Over the years, especially at times like this when doctors are on strike, I often wonder what would have happened if my robbery attack had taken place when the doctors were on strike. In spite of the callous attitude of its staff that night, LUTH kept me alive until the morning when St Nicholas Hospital took over.
As at the time of writing this article, Resident doctors have been on strike for about three weeks. During this time, many people would have needed urgent medical attention either as a result of gunshot wounds like mine, car accidents, domestic or industrial accidents, or simply normal illnesses that take a turn for the worst. Their deaths would go down as needless and preventable deaths. I often wonder if Nigerian doctors are aware of the needless deaths these near total shut down of medical services cause.
And if they are, do they feel any pangs? Would it make a difference on their conscience and stance if the media carried daily stories of patients’ plights at our hospitals? Or are they too far gone to care about the collateral casualties that are rising by the day? Which brings me to this question. How many of our doctors; indeed, how many of our professionals go into a profession because of what the profession stands for?
Historically, most medical doctors are among the brightest among their secondary school peers. Many therefore go into the profession because they are intellectually capable and because it is a prestigious profession with an upper middle class income. The call of the profession to deny self if necessary in order to heal, to save lives and ensure a healthier world is therefore secondary for many.

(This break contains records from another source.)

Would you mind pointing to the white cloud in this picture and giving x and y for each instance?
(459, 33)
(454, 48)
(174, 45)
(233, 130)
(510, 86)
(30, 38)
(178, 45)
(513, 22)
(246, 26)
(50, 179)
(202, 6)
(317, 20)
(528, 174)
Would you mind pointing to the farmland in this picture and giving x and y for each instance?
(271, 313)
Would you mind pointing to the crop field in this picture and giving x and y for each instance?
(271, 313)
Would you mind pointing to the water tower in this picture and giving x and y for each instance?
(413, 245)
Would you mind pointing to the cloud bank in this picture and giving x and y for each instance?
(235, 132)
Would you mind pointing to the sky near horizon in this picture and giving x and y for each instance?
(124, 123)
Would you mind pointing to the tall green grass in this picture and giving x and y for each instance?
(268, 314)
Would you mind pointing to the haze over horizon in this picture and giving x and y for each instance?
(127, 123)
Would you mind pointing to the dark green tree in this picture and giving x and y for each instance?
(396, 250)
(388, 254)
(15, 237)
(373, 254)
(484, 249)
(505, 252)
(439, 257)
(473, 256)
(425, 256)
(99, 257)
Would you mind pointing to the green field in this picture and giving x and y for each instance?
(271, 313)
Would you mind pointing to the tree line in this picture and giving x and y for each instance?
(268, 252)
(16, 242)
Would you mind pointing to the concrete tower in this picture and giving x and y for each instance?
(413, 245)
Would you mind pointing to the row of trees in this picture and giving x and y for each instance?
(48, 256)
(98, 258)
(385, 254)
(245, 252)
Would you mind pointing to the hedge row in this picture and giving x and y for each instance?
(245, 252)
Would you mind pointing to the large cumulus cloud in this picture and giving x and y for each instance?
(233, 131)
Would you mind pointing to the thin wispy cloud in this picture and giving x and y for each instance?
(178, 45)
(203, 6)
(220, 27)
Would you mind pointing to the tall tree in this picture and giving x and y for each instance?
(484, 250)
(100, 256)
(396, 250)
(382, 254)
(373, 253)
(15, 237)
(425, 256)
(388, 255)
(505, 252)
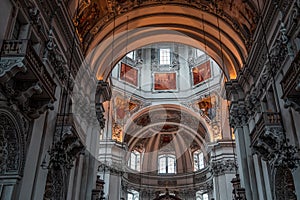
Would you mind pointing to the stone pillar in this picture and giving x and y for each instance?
(224, 168)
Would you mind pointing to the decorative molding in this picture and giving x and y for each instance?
(221, 167)
(9, 67)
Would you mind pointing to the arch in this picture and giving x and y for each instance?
(12, 143)
(166, 23)
(180, 110)
(284, 184)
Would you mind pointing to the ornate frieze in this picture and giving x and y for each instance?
(268, 136)
(220, 167)
(112, 167)
(14, 134)
(291, 85)
(238, 114)
(32, 87)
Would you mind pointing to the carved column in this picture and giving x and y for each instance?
(66, 148)
(239, 117)
(14, 135)
(224, 168)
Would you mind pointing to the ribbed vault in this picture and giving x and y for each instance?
(124, 26)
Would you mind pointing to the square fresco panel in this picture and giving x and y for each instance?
(165, 81)
(129, 74)
(201, 73)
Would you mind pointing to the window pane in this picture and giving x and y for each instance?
(164, 56)
(132, 161)
(138, 162)
(130, 55)
(205, 196)
(201, 161)
(162, 165)
(196, 162)
(130, 197)
(171, 165)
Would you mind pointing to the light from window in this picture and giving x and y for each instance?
(130, 55)
(205, 196)
(199, 53)
(167, 164)
(135, 160)
(164, 56)
(133, 195)
(198, 160)
(201, 196)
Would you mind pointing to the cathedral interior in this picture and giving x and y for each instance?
(150, 99)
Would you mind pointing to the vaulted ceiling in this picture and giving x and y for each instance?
(108, 29)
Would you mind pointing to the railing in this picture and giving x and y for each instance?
(199, 179)
(32, 61)
(14, 47)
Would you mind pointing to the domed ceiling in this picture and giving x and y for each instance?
(106, 28)
(94, 14)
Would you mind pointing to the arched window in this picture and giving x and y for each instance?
(164, 56)
(167, 164)
(200, 195)
(131, 55)
(198, 160)
(134, 161)
(133, 195)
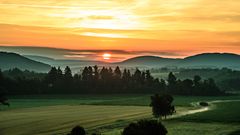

The Hippocratic Oath which they are obliged to take is, for this class of people, only a means for obtaining their practising diplomas. The ease with which Nigerian doctors go on strike is worrisome.
It does not reflect their intellect as problem solvers or status as elite members of the society. To go on strike at every turn like proletariats do without looking at the larger picture takes something away from this elite profession. After years of going on strike almost every year, what has changed? The hospitals are still consulting clinics or worse. Meanwhile, for everyday they are on strike, thousands lose their healthy status; many, their lives.
On the part of the government, one is embarrassed that this government of all governments, is not taking our medical situation seriously enough. One would expect a President who has had to humble himself—and the nation—by seeking medical help abroad, would come home to put a decisive stop to this nonsense called medical tourism.
For goodness sake, what would it take to holistically confront the fundamental problems plaguing this country’s health care system? What would it take to put a stop to the needless medical trips to Europe, Asia and even South Africa? There are highly skilled Nigerians in the diaspora who would come home if the conditions were right. I know because I have met some of them. Sixteen years ago, the consultant I met in the UK where I sought advice on corrective surgery was a Nigerian. They are everywhere.
I have had cause to tell some of my friends who are surgeons and hospital administrators to consider pulling resources together with their colleagues in the diaspora to set up at least one first class medical centre. If its good enough, it will attract local and international patronage.
The younger doctors should realise that strikes are not the answer. They have not been. They will not be. The reprieve, if any, is temporary. They should use their considerable collective intellect to figure out deeper, more lasting solutions to our health care problems.